After all the plans are made, she goes back into the bedroom, where Danny is stripping off his scrubs. He says, “So what’s on the menu?”

“Gazpacho and - I don’t know what else. She didn’t say.” Sydney gives him a little look, and he chuckles.

“Was I supposed to say no?”

“No, it’s just - I’m tired, and you’re tired.”

“We shouldn’t go to be too early. Throws the schedule right off.”

“I know. I just meant - ” She winds her arms around his now-bare neck. “-by the time we get in, we’ll be too tired to make love. And I missed you.”

“My darling girl.” He starts unfastening her belt. “Have you never heard the song ‘Afternoon Delight’?”

And Danny sings it to her, every word, as they get undressed and laugh through their mutual shower and fall into bed together. She silences him only with her kisses. The late sunlight paints their bedroom golden, and once again Sydney marvels at just how good her normal-girl self has it.

They get ready and make it to Francie’s more or less on time.

“Ten minutes late,” Sydney mutters as they go up the walk, her fiddling with one earring as her pashmina flutters in the breeze, Danny with a gift-bagged bottle of wine in one hand. “That’s not late late, is it?” She measures so many of her deadlines in seconds; her entire concept of “normal late” is sometimes thrown off.

“Not usually, especially as dinner’s being served later,” Danny says. “With Charlie’s parents in attendance?

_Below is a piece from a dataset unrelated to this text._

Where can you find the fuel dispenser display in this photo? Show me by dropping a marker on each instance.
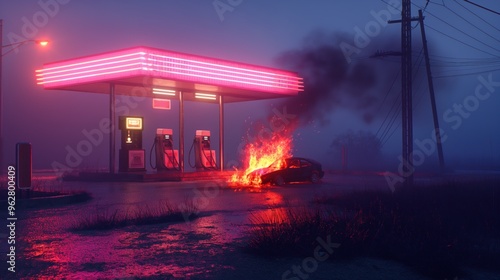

Francie may well already be desperate. But I’m betting not.”

There’s something funny about his smile as he says it. Sydney gives him a look. “What’s going on?”

Just then Francie opens the front door, and everybody she has ever met shouts, “Surprise!”

“Whoa, whoa, what?” Sydney stumbles back, laughing, to lean on Danny’s arm. “It’s not my birthday! Or his!

“But it is your surprise couples’ wedding shower!” Francie says as people start to applaud. “Will you get in here? Nobody’s been able to talk for ten minutes!”

Sydney bounds forward to hug Francie, but she glances back at Danny. “You knew.”

It’s Charlie who explains: “We had to tell one of you. The way your schedules go, there was no chance we could surprise you both and get you both here at the same time.”

Danny shrugs, clearly proud of himself. “Guilty as charged.”

After that, Sydney’s caught up in the frivolity of the evening: a delicious dinner (which actually does involve gazpacho, though not Charlie’s parents), tons of her favorite people, and the sort of clunky-adorable gifts people get at a couples’ shower, like cheese plates and ice buckets. Charlie has put together a romantic-jazz mix for everyone to listen to. Will has either come a long way toward getting over his disappointment or is doing an extra-good job of pretending; either way, that’s a relief. Jet lag seems really far away. SD-6, even farther.

I can do this, Sydney reminds herself, looking around at her friends and the man she loves. Balance everything I need to balance, create the life I need to have. And I don’t have to do it alone.